Durante las últimas semanas, el Ártico ha cobrado protagonismo en la agenda internacional, especialmente debido a las declaraciones de Donald Trump en relación con Groenlandia. El presidente de Estados Unidos anunció un acuerdo con el secretario general de la OTAN, Mark Rutte, que establece las bases para un futuro pacto sobre Groenlandia y la región ártica, una iniciativa que Trump ha calificado de “muy beneficiosa para Estados Unidos y para todos los países de la OTAN”. Este anuncio se ha visto acompañado de una decisión significativa en el ámbito político y económico: Trump ha suspendido los aranceles que Washington tenía previstos imponer a partir del 1 de febrero a ocho países europeos, entre ellos Alemania, Francia y Dinamarca, que han participado recientemente en maniobras militares en la isla.

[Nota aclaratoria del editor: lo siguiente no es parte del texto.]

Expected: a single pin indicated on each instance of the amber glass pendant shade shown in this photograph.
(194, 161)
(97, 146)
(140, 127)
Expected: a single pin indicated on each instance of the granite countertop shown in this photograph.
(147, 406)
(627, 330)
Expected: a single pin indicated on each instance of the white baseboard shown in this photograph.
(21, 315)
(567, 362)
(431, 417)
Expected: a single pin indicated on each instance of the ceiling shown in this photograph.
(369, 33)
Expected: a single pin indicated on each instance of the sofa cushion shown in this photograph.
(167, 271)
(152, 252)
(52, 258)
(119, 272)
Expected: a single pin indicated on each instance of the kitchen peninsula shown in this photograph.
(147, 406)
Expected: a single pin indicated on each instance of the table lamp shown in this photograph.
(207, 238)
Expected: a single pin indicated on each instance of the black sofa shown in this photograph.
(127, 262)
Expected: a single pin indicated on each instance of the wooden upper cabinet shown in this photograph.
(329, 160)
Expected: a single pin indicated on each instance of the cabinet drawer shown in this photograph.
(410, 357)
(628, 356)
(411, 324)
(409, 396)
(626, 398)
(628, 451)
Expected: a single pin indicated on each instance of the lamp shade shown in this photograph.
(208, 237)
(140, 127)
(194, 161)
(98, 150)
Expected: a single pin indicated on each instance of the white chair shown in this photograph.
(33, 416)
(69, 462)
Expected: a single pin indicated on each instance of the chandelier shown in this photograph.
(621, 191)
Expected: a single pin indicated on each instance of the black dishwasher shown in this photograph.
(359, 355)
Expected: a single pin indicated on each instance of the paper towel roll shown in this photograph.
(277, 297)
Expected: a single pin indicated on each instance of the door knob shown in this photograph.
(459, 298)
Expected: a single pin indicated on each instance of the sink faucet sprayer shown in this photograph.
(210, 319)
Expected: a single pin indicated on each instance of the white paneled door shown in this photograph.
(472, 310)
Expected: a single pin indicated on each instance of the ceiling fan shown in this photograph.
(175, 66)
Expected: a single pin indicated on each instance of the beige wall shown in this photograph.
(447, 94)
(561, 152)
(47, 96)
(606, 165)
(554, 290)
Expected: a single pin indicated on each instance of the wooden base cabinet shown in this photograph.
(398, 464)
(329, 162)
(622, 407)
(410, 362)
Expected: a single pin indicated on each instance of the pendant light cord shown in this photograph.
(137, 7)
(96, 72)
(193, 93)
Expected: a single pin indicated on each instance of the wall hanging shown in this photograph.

Trump destacó la importancia estratégica del Ártico y su relevancia para la seguridad colectiva de la Alianza Atlántica, afirmando que, tras una reunión productiva con Rutte, se estableció el marco de un futuro acuerdo. La suspensión de los aranceles está vinculada a este entendimiento, lo que sugiere una conexión directa entre el ámbito político-militar y el comercio. Además, el vicepresidente JD Vance, el secretario de Estado Marco Rubio y el enviado especial Steve Witkoff liderarán las negociaciones y mantendrán informado a Trump sobre el desarrollo de las conversaciones.
La tensión diplomática no tardó en hacerse evidente. Desde Davos, donde asistió al Foro Económico Mundial, Trump respondió a las declaraciones del ministro de Asuntos Exteriores de Dinamarca, Lars Løkke Rasmussen, quien afirmó que no era posible iniciar negociaciones inmediatas sobre Groenlandia, enfatizando que Estados Unidos no se va a anexionar el territorio. Trump, en una clara muestra de confrontación, instó a Rasmussen a comunicarle su postura “a la cara”. Aunque descartó el uso de la fuerza para la anexión, dejó claro su deseo de abrir conversaciones “inmediatas” para adquirir Groenlandia, subrayando así la importancia estratégica que la Casa Blanca otorga a este territorio en cuestiones de seguridad y defensa en el Ártico.